Our Hands are Tied: When Countries Outsource Human Rights Violations To One Another

Our Hands Are Tied:

What Can We Do When Countries Outsource Human Rights Violations to One Another?

shalzed watches plane take off

Last week the United States government deported five citizens of Nigeria and the Gambia to Ghana. While at first glance this might not seem remarkable, it endangered their lives while at the same time triggering a frustrating court case that highlights the limits of both domestic and international law. (Here are links to news coverage from Politico, and the actual decision.)

Unlike other illegal immigrants, the U.S. could not legally deport the five men at the center of this case to their home countries. This is because they had won in U.S. courts what is called ‘fear-based relief.’ This means that a judge decided that ‘more likely than not’ they will face persecution, torture, or death should they be sent back home.

This does not grant them the right to stay in the U.S. indefinitely or mean that the U.S. cannot remove them, only that if the U.S. wants to remove them it has to be to a third country where they don’t face these fears. And usually that is very difficult to arrange, since countries are not keen to accept deportees who are not citizens.

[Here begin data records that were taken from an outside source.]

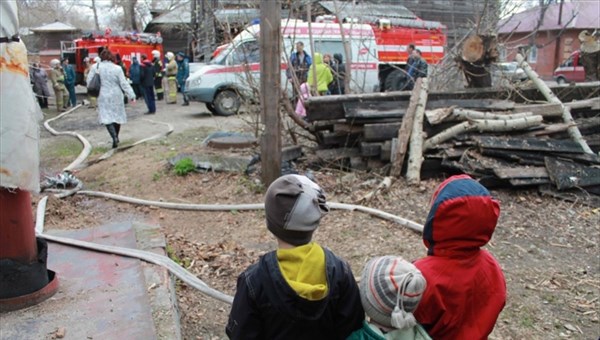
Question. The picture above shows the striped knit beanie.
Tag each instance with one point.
(390, 290)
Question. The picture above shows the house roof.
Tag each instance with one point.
(370, 10)
(56, 26)
(584, 15)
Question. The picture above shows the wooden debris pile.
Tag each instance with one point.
(495, 135)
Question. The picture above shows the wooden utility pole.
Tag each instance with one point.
(270, 79)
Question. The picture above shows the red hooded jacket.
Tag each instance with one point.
(466, 290)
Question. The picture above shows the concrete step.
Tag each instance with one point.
(102, 296)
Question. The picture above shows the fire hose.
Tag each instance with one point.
(161, 260)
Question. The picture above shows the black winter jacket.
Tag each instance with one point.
(147, 74)
(266, 307)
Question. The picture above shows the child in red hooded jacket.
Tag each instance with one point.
(466, 290)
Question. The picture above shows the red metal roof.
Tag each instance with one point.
(585, 14)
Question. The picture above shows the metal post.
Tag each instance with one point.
(17, 234)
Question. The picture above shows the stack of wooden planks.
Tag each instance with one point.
(503, 137)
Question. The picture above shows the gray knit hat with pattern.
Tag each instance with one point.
(390, 290)
(294, 206)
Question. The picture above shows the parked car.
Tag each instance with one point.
(571, 70)
(510, 72)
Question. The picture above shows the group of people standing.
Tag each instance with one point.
(304, 291)
(62, 77)
(144, 79)
(322, 74)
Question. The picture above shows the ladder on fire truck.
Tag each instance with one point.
(67, 47)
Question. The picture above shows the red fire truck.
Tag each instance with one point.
(393, 37)
(125, 44)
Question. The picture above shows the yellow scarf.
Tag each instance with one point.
(303, 268)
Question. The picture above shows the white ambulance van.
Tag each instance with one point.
(234, 74)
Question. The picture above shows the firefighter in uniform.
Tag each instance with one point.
(57, 77)
(171, 78)
(158, 75)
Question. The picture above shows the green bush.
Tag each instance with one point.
(184, 167)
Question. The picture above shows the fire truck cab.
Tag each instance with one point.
(125, 44)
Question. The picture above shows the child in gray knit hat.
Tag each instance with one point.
(390, 290)
(301, 290)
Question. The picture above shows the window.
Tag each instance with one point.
(502, 53)
(246, 53)
(532, 54)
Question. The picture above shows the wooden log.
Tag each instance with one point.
(323, 125)
(347, 128)
(521, 182)
(338, 139)
(375, 164)
(393, 109)
(476, 104)
(565, 174)
(386, 151)
(546, 110)
(477, 53)
(483, 125)
(521, 172)
(335, 154)
(437, 116)
(289, 153)
(593, 103)
(405, 130)
(380, 132)
(385, 184)
(326, 107)
(519, 157)
(545, 90)
(358, 163)
(370, 149)
(464, 114)
(548, 130)
(528, 144)
(413, 172)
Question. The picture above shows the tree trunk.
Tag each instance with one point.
(405, 130)
(132, 18)
(95, 15)
(545, 90)
(270, 51)
(478, 52)
(413, 172)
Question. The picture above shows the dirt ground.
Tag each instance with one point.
(548, 248)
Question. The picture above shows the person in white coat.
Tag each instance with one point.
(111, 109)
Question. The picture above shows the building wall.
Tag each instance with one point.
(549, 55)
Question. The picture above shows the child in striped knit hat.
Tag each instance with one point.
(390, 290)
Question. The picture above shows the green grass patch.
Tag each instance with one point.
(99, 150)
(250, 184)
(184, 166)
(62, 148)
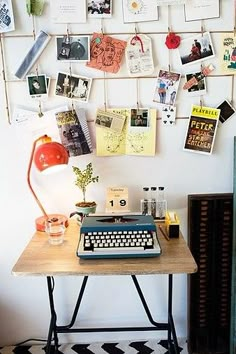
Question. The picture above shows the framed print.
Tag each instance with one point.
(139, 10)
(166, 87)
(196, 49)
(73, 86)
(201, 9)
(199, 84)
(73, 48)
(37, 85)
(99, 8)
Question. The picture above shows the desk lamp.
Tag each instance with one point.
(48, 156)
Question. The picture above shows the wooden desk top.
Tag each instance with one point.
(42, 259)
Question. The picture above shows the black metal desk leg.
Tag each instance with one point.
(173, 347)
(52, 333)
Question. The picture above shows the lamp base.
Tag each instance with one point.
(40, 222)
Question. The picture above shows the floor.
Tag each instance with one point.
(123, 347)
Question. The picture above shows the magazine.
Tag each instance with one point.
(201, 131)
(71, 133)
(138, 136)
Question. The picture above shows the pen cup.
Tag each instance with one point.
(55, 228)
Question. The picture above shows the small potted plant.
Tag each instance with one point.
(82, 180)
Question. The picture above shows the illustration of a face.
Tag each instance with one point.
(96, 49)
(109, 54)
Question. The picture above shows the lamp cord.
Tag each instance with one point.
(28, 177)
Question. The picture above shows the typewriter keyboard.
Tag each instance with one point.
(119, 243)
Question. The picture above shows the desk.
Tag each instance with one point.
(42, 259)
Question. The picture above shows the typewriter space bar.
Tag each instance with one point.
(117, 249)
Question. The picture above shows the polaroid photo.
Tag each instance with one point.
(73, 48)
(226, 111)
(35, 51)
(198, 86)
(168, 115)
(37, 86)
(99, 8)
(196, 10)
(139, 118)
(73, 86)
(166, 87)
(196, 49)
(110, 120)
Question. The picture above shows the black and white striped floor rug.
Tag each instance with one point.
(122, 347)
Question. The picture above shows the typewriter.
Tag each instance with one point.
(118, 237)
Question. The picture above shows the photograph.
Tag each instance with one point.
(73, 48)
(140, 118)
(99, 8)
(198, 86)
(37, 85)
(72, 86)
(110, 120)
(196, 49)
(166, 87)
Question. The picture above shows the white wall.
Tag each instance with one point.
(24, 308)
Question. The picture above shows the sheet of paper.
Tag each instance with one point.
(137, 138)
(201, 9)
(170, 2)
(139, 10)
(68, 11)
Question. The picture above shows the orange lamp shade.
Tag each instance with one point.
(49, 156)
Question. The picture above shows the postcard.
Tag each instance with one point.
(7, 23)
(166, 88)
(201, 130)
(170, 2)
(110, 120)
(138, 53)
(37, 86)
(73, 86)
(139, 10)
(106, 53)
(135, 139)
(196, 49)
(68, 11)
(226, 111)
(99, 8)
(33, 54)
(198, 86)
(73, 48)
(201, 9)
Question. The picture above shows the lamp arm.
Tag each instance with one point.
(29, 173)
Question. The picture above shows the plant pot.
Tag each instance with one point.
(83, 209)
(86, 208)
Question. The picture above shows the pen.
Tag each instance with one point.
(163, 233)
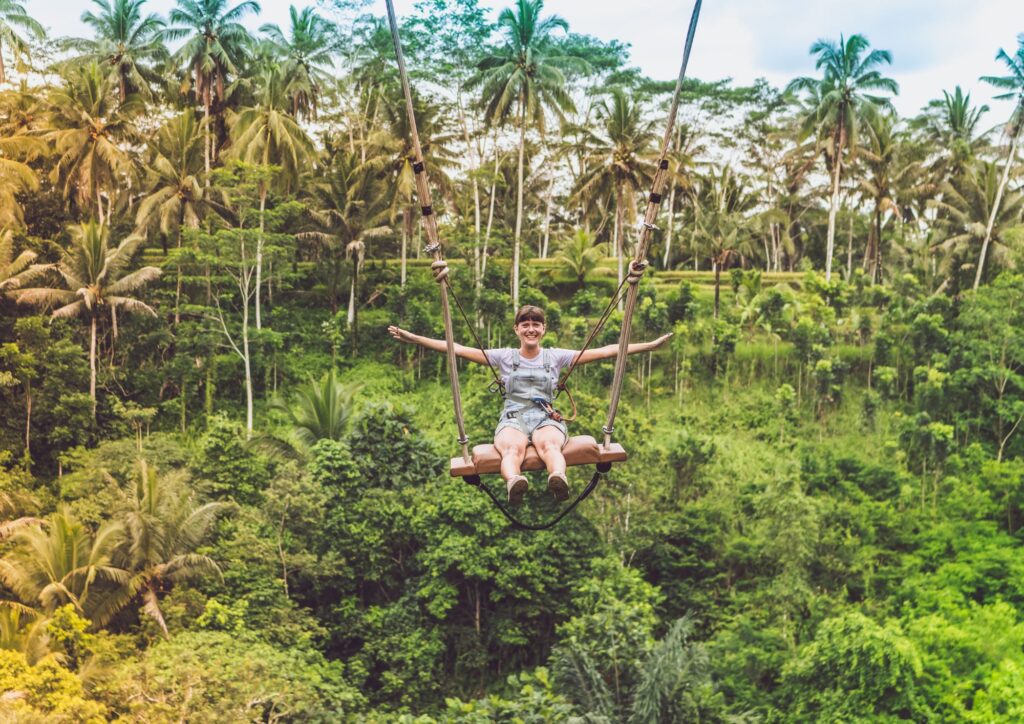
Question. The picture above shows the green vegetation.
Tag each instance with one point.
(232, 503)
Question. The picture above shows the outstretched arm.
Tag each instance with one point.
(610, 351)
(438, 345)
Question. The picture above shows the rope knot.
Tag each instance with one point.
(637, 269)
(440, 270)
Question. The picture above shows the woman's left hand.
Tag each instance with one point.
(659, 341)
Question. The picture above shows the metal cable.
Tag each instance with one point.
(639, 262)
(439, 266)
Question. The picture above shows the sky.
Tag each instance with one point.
(936, 44)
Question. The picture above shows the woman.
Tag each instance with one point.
(530, 374)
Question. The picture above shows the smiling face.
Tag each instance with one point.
(529, 333)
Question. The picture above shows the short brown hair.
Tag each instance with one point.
(530, 313)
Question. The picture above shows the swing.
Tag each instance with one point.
(579, 450)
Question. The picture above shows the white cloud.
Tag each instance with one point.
(936, 43)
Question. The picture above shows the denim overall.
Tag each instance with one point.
(524, 385)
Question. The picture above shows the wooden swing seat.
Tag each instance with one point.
(580, 450)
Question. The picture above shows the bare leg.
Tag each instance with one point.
(549, 441)
(511, 443)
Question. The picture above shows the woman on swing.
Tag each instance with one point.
(529, 374)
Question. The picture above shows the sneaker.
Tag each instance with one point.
(558, 485)
(517, 487)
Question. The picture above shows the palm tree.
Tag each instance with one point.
(887, 171)
(96, 277)
(723, 222)
(307, 57)
(347, 206)
(321, 410)
(162, 528)
(90, 128)
(13, 269)
(392, 152)
(175, 197)
(617, 165)
(523, 75)
(965, 207)
(951, 126)
(15, 175)
(215, 46)
(580, 256)
(125, 41)
(13, 15)
(62, 562)
(1014, 84)
(266, 134)
(840, 101)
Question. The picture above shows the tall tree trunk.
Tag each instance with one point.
(849, 252)
(259, 253)
(247, 358)
(995, 209)
(177, 287)
(28, 418)
(407, 224)
(207, 137)
(92, 364)
(518, 205)
(717, 264)
(671, 221)
(617, 237)
(834, 203)
(547, 217)
(475, 162)
(491, 214)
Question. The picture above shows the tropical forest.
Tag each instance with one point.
(226, 491)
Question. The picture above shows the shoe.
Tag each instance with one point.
(558, 485)
(517, 487)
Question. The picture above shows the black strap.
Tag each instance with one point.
(475, 480)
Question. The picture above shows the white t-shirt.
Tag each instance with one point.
(502, 359)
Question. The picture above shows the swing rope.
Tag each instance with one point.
(637, 268)
(595, 478)
(439, 266)
(639, 263)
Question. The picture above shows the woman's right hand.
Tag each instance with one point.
(400, 334)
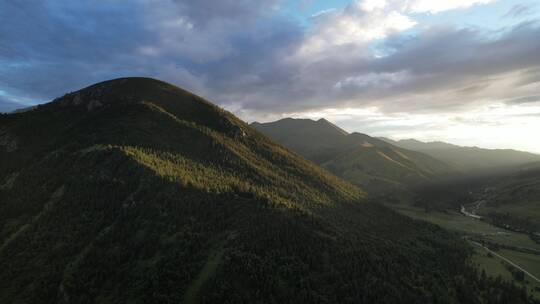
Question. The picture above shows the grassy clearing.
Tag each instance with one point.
(492, 265)
(450, 220)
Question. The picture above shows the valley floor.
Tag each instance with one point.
(498, 252)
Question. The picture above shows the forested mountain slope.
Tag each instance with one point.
(374, 164)
(135, 191)
(469, 159)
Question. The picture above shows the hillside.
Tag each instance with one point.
(135, 191)
(513, 200)
(469, 158)
(371, 163)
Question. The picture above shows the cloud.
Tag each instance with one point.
(250, 59)
(524, 100)
(434, 7)
(517, 11)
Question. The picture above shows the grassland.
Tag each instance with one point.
(493, 266)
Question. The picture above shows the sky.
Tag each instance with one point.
(461, 71)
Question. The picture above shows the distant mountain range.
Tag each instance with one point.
(469, 159)
(372, 163)
(136, 191)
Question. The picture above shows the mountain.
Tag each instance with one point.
(513, 200)
(135, 191)
(374, 164)
(469, 158)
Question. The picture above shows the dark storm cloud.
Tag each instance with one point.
(7, 106)
(243, 55)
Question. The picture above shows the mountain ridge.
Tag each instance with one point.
(140, 192)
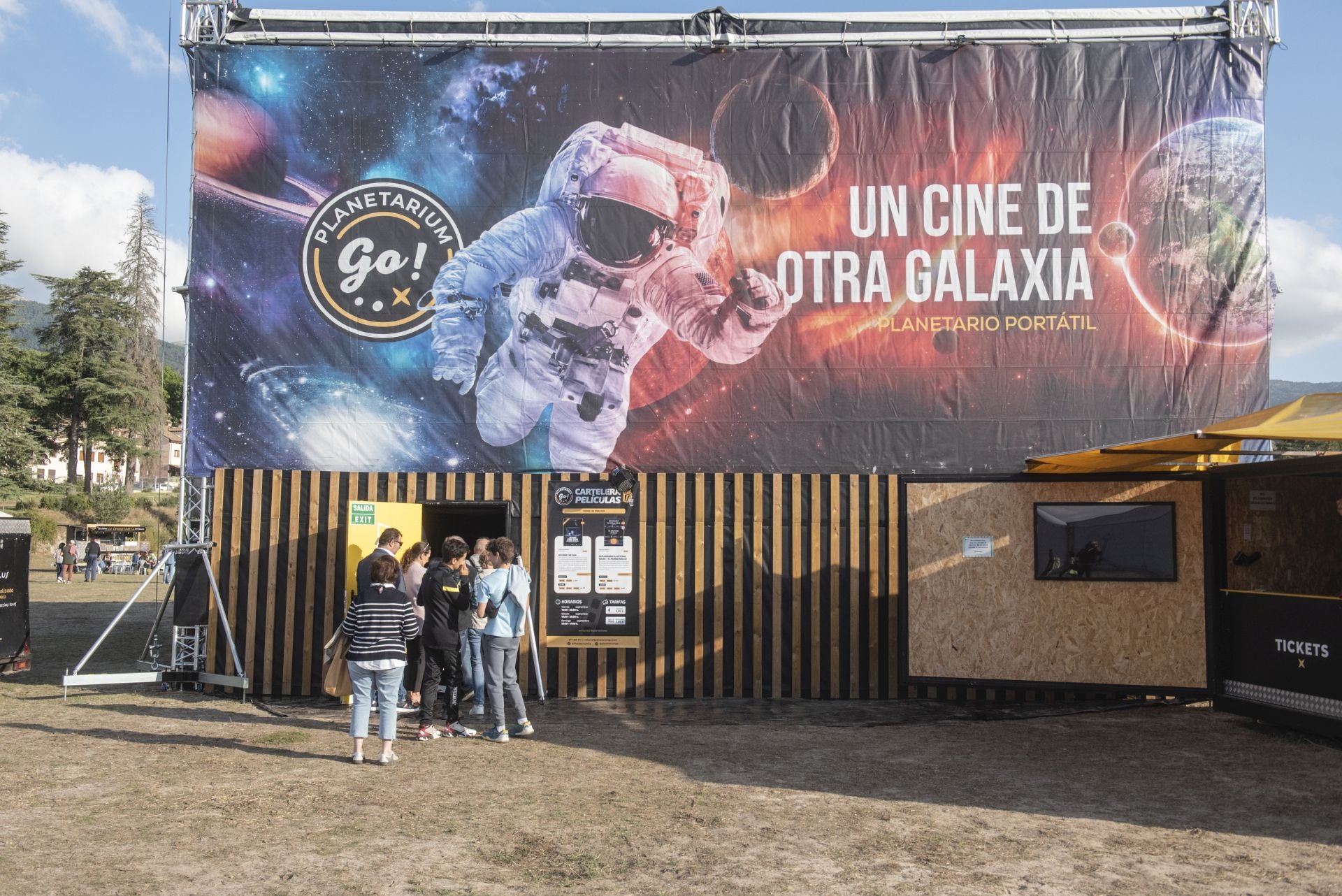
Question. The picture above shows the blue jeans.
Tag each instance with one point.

But the Trump administration got Ghana to take them, and the U.S. also got Ghana to write what’s called a ‘diplomatic note’ stating that Ghana would not torture these individuals or send them to a place where they would be tortured. This made removal of these five men to Ghana, even though they have no connection to Ghana whatsoever, no friends or family there, and no access there to help, legally okay.

Then it turns out the conditions of this diplomatic note were not followed, or perhaps that Ghana’s supposed commitment not to send these people to a place they face torture was even a sham from the start. The five individuals allege that already while they were on the plane to Ghana, ICE officers told them they were going to be taken from there to their home countries. One of the five was in fact returned to his home country the day after his arrival in Ghana, and Ghana authorities have stated that the same will shortly be done to the remaining four as well.

These five men sued for relief in a U.S. District Court, claiming the U.S. government was violating the protection they had been granted by U.S. courts against being returned to their home country. The judge wrote she was ‘alarmed and dismayed’ by the government’s actions, but reluctantly denied their request. She said the reason is that judges cannot evaluate or second guess diplomatic agreements such as the one between the U.S. and Ghana, as that would be an intrusion into foreign policy. And now that the men are in Ghana, she has no jurisdiction to tell the government of Ghana what to do. In other words, she wrote in conclusion, her hands are tied.

The question therefore becomes, what is the solution? In a world divided into nearly 200 independent, sovereign countries, what can stop a government from using another country to easily get around whatever domestic legal restrictions it wants to evade? Since every country’s judicial system only has jurisdiction over its own territory, it seems quite simple for governments to get around their judiciaries by outsourcing whatever dirty deeds they want to commit to each other. This is particularly true for powerful countries such as the United States, which can offer money or other incentives for smaller countries to do its bidding.

The obvious answer would be to dream of some world body in charge of enforcing the law, but there does not seem to be any scenario by which that could be created. There is also plenty of reason to worry that some powerful new organization with jurisdiction over the whole world would end up being biased and corrupt, no matter how good the intentions behind it.

So is the only answer to hope that citizens don’t like their government circumventing the courts to violate human rights and vote out governments that do this? It may turn out that these sorts of things are a low priority for voters, and even at best that’s a long term process which offers no help to the five people whose rights are being violated now. Is there any other answer? I’m anxious to hear your thoughts.